A $900 million state parks improvement plan unveiled Monday will include a new classroom building and a number of other improvements at Saratoga Spa State Park.
The Parks 2020 plan was included in Gov. Andrew Cuomo’s budget proposal, but significant new details were released Monday.
“There is going to be a complete and total transformation of this already fabulous park system,” state Parks, Recreation and Historic Preservation Commissioner Rose Harvey said at a news conference at Spa State Park.
Cuomo said it will position New York as a recreation destination, with the parks helping boost local economies.
About $7 million will be invested at Saratoga. In addition to the classroom building near Geyser Creek, the park would see improvements to picnic areas, pavilions and trails.
Elsewhere in the Capital Region, John Boyd Thatcher Park in Albany County is in line for a new visitors’ center, and the closing of the Mt. McGregor prison in Wilton could lead to hundreds of acres being added to the natural features at Moreau Lake State Park.
Cuomo and Harvey said they’re trying to reverse decades of decline during which the capital needs of the park system were mostly neglected.
“We plan to invest in the natural and historic grandeur and also make the parks more relevant and modern for the 21st century,” Harvey said at Spa State Park’s administration building.
Prior to the current round of investments, New York parks had developed a reputation for looking rundown, with deteriorating visitor infrastructure. There was even talk of closing parks during budget crises that followed the 2008 recession.
“As I took office, my administration found a backlog of overdue capital repairs, including critical projects that had been left unaddressed for decades,” Cuomo wrote in an introduction to the parks 2020 plan.
Since 2011, statewide park visitorship has increased from 57 million to 62 million last year. Harvey said the goal is to keep attendance growing by about 1 percent each year, as facilities are improved.
The park system has received $90 million in capital funding in each of the past three state budgets — and Cuomo has proposed spending $110 million on capital projects in the 2015 budget.
The spending requires approval from the state Legislature, but it has approved Cuomo’s previous parks capital spending requests.
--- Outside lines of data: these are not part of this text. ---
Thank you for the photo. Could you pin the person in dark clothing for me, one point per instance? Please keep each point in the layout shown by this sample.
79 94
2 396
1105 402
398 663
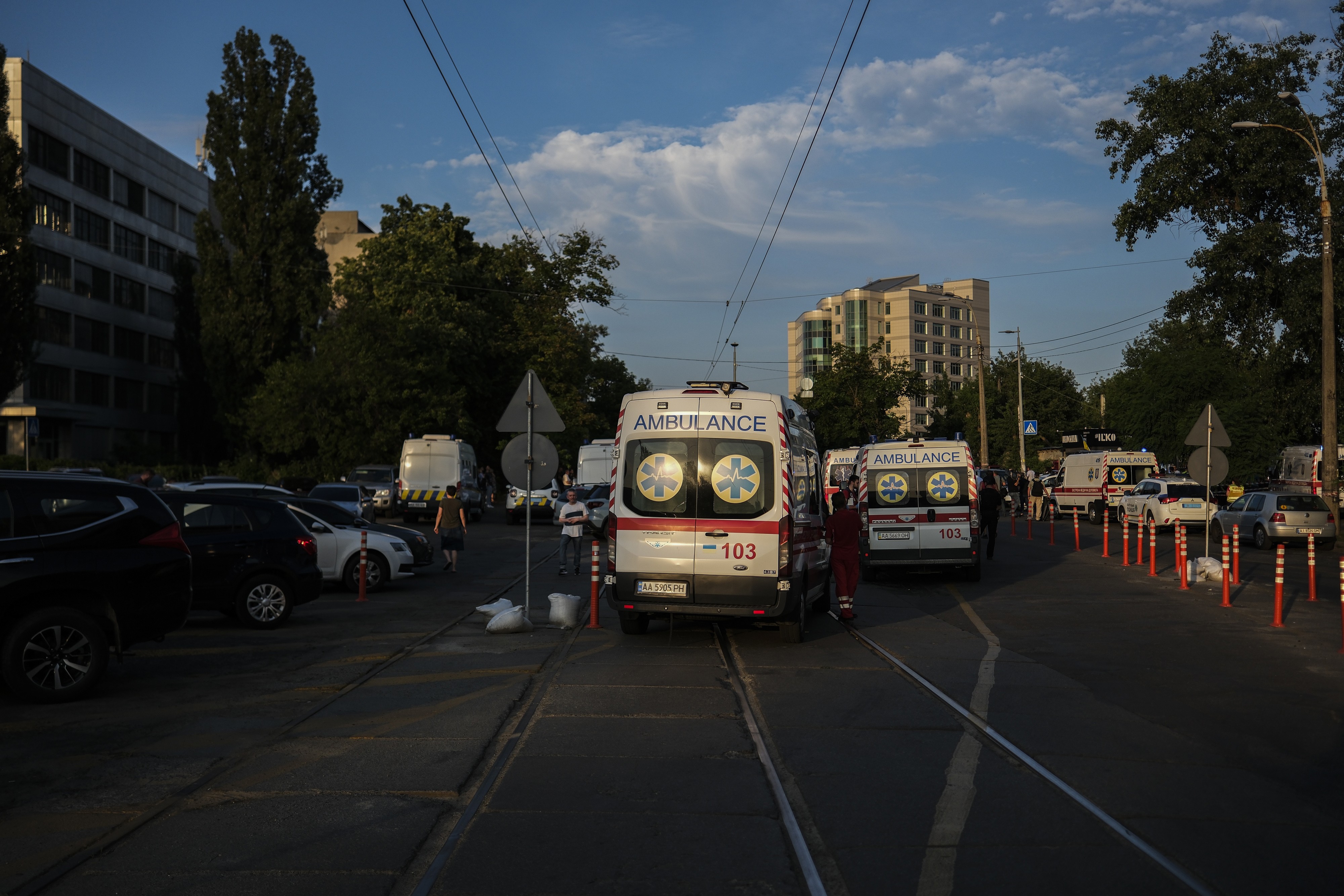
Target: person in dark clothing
843 537
990 504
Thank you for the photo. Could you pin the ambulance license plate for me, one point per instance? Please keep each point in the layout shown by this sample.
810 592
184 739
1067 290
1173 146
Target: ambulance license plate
661 588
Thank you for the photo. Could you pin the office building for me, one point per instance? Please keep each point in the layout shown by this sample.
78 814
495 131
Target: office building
932 326
112 213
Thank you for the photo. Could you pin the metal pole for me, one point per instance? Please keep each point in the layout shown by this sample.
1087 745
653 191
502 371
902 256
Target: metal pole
528 511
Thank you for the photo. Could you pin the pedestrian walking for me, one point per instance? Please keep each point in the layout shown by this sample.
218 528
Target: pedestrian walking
990 504
1038 496
451 527
843 538
573 515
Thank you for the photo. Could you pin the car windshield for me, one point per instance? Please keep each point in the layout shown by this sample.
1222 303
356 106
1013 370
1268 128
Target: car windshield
335 492
1300 503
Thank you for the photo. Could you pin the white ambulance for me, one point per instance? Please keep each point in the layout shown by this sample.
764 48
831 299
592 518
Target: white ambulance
919 506
716 510
1096 483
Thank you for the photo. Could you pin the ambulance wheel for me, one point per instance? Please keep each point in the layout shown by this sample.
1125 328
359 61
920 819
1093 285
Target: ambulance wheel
635 623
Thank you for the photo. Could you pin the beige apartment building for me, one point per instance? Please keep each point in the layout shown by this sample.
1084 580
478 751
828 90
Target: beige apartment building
932 326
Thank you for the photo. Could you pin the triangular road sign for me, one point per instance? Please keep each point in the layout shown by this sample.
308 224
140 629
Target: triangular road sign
545 417
1200 434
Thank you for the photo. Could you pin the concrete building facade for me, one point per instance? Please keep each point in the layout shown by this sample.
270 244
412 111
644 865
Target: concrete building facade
931 326
112 213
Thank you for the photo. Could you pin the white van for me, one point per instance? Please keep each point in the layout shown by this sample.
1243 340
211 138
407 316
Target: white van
429 465
716 510
596 463
919 506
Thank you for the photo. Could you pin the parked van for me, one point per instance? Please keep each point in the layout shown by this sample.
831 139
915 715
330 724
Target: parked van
429 465
919 507
716 510
596 463
1095 483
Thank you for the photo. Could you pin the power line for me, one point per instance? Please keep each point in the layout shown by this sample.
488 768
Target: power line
487 128
796 179
466 121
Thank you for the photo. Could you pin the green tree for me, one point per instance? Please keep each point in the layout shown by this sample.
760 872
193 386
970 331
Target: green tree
263 283
18 268
858 395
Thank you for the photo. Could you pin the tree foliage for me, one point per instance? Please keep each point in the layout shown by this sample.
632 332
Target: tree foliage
264 281
858 395
18 269
433 335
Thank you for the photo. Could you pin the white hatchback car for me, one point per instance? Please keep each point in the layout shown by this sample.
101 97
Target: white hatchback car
1167 502
338 554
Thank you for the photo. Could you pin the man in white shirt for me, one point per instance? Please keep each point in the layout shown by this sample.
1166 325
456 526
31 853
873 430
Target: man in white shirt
575 515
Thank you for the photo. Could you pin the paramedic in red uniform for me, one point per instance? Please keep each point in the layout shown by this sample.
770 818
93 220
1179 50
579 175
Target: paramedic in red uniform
843 538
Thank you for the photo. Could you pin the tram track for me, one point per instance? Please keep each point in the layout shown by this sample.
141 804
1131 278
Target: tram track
75 859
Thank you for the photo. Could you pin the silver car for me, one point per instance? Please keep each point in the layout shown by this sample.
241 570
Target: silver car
1273 518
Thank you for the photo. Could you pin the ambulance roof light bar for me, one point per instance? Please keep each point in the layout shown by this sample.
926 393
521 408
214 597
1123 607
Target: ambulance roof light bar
722 386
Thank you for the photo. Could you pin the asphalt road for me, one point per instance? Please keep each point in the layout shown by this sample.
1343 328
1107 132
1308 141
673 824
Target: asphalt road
592 762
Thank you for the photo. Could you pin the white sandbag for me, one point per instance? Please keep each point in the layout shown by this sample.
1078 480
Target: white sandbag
493 610
510 623
566 610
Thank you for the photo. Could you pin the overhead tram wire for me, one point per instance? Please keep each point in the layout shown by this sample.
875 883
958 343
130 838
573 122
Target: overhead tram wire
466 120
507 170
798 178
783 175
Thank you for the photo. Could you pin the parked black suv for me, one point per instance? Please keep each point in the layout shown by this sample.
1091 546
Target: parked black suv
87 566
253 559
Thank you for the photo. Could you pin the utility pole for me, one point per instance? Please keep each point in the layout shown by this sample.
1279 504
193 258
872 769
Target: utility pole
984 425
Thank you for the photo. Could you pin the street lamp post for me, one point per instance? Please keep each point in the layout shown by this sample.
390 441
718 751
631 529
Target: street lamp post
1330 425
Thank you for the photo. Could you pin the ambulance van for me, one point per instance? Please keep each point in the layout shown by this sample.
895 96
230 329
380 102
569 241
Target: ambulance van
919 507
716 510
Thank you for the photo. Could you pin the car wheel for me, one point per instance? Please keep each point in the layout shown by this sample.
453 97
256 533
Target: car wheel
378 573
54 656
264 602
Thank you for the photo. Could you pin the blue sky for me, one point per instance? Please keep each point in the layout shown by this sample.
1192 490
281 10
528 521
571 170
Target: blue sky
959 143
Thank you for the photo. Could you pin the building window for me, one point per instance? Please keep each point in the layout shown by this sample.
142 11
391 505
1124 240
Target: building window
92 283
130 395
91 389
128 344
162 352
93 229
162 211
128 244
162 257
49 211
162 305
816 347
92 336
53 268
50 383
53 326
128 293
128 193
48 152
92 175
162 399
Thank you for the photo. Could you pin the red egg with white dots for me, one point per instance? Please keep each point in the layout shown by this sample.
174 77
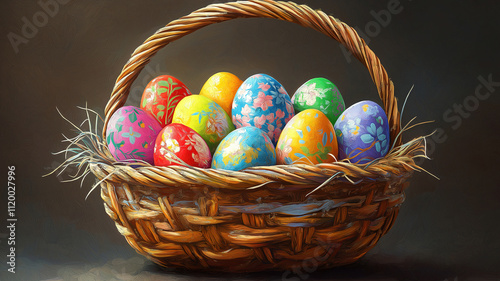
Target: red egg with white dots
177 144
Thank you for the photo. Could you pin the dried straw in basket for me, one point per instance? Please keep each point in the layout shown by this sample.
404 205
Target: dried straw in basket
261 218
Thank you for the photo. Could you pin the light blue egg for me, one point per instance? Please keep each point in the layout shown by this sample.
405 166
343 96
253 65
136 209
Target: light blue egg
242 148
262 102
363 132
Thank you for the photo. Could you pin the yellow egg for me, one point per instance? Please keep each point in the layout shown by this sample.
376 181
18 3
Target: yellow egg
309 138
221 88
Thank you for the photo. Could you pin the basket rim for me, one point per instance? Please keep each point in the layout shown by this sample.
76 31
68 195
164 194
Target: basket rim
399 159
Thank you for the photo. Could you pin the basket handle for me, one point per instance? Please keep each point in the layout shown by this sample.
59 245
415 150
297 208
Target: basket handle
287 11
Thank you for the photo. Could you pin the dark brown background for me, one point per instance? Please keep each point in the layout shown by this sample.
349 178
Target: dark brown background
446 230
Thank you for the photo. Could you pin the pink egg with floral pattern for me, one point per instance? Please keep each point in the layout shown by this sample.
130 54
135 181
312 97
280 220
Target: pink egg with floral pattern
131 134
177 144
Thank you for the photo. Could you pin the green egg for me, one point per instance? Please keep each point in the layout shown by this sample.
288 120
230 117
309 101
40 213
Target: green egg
321 94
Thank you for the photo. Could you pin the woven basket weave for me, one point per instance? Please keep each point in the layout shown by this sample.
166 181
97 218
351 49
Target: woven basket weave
261 218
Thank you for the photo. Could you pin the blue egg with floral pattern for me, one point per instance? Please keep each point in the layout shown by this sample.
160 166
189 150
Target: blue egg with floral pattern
242 148
262 102
363 133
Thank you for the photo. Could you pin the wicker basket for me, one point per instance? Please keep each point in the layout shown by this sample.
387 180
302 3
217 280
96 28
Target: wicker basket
261 218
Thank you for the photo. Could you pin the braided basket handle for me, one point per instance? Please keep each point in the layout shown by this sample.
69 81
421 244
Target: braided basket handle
287 11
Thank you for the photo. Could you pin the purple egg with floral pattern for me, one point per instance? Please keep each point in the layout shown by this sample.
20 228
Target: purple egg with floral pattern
363 133
131 134
262 102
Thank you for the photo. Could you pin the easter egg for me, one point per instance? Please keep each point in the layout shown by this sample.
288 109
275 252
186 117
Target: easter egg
221 88
161 96
363 132
309 138
131 134
242 148
204 116
178 144
321 94
262 102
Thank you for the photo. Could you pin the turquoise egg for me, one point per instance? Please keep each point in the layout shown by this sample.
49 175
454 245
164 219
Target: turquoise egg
362 132
244 147
262 102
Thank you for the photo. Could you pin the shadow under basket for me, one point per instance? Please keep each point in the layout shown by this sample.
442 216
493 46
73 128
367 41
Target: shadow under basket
260 218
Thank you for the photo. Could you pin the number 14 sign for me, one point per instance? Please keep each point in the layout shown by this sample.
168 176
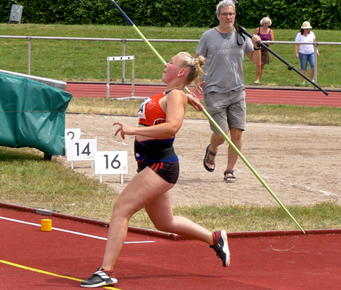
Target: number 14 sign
111 162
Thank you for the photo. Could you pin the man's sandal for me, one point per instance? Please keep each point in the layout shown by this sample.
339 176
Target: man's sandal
208 160
229 176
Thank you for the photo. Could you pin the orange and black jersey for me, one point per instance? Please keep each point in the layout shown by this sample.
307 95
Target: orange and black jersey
150 112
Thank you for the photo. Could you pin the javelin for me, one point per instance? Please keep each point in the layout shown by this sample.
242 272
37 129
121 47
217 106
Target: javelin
212 121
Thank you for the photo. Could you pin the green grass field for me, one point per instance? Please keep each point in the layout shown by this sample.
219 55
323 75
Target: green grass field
86 60
25 179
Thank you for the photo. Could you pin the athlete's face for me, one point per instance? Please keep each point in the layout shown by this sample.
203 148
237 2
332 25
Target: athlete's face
226 17
172 69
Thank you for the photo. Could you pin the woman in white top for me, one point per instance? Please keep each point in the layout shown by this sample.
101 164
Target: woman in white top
306 52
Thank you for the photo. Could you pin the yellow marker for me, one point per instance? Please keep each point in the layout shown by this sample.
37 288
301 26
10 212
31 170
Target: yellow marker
48 273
As the Capital Region’s “flagship” park, Saratoga has already gotten a new entrance sign. Upcoming work will include improvements to picnic pavilions and playgrounds, renovations to bathhouses, the Saratoga Performing Arts Center and trails.
Harvey said the Hathorn playground is going to be rebuilt and expanded as part of a stated goal of increasing active outdoor recreation.
The Geyser Creek classroom building is currently being designed, to be built at the site of a comfort station in the creek valley at the center of the park. The goal is open it in 2016.
“It’s going to be a big addition for us. We don’t have that kind of space now,” said Alane Chinian, the park system’s Saratoga-Capital region director.
Also, the Polaris Pavilion at the Peerless Pool will be getting a new shelter and handicapped-accessible bathrooms, and the Karista mineral water spring will be rehabilitated.
“We’re going to do the rest [of the springs], all that are available to the public,” Harvey said.
At SPAC, the state built a permeable-pavement “green” parking lot that will see its first public use this spring.
About 2 million people a year visit Saratoga Spa State Park — a number park manager Michael Greenslade said has been growing due to concerts, farmers markets and visits to the museums of dance and automobiles.
Across the system of 180 parks, improvements are also planned at such popular parks as Niagara Falls, Jones Beach and Robert Moses state parks.
Of the $900 million to be spent by 2020, Harvey said about $640 million will come from the New York Works program and about $200 million will come from other state agencies. There will also be some federal money and some private fundraising.
Locally, Heather Mabee, chairwoman of the Saratoga-Capital Region Park Commission, said Adirondack Trust Co. and Allerdice Building Supply have funded some of the recent improvements at Spa State Park.
Peter Martin, a Saratoga Springs representative on the Saratoga County Board of Supervisors, said he’s especially excited about planned trail improvements. “The work they’re talking about on trails will be a magnificent addition to the park,” he said, noting it could lead to extending the county’s Zim Smith trail from Ballston Spa to the park.
In Moreau, Harvey said she was “very optimistic” that 763 acres around the closed Mt. McGregor prison will be added to the natural lands at Moreau Lake State Park. It is now owned by the state Department of Corrections.
Mabee said the budgets since Cuomo took office have been the first to actually earmark capital funding for the park system. Before that, regional commissioners like herself had to lobby local state legislators for money when they had specific projects.
“We are grateful to Governor Cuomo for recognizing the importance of investing in the parks,” Mabee said.
Tuesday is Parks Advocacy Day at the State Capitol, when a number of park supporters will descend on the state Capital to lobby for parks funding.
One group, Parks & Trails New York, estimated the park system needs $1 billion in infrastructure and critical safety repairs.
“Our state parks and historic sites are a public treasure of New York,” said Parks & Trails New York Executive Director Robin Dropkin.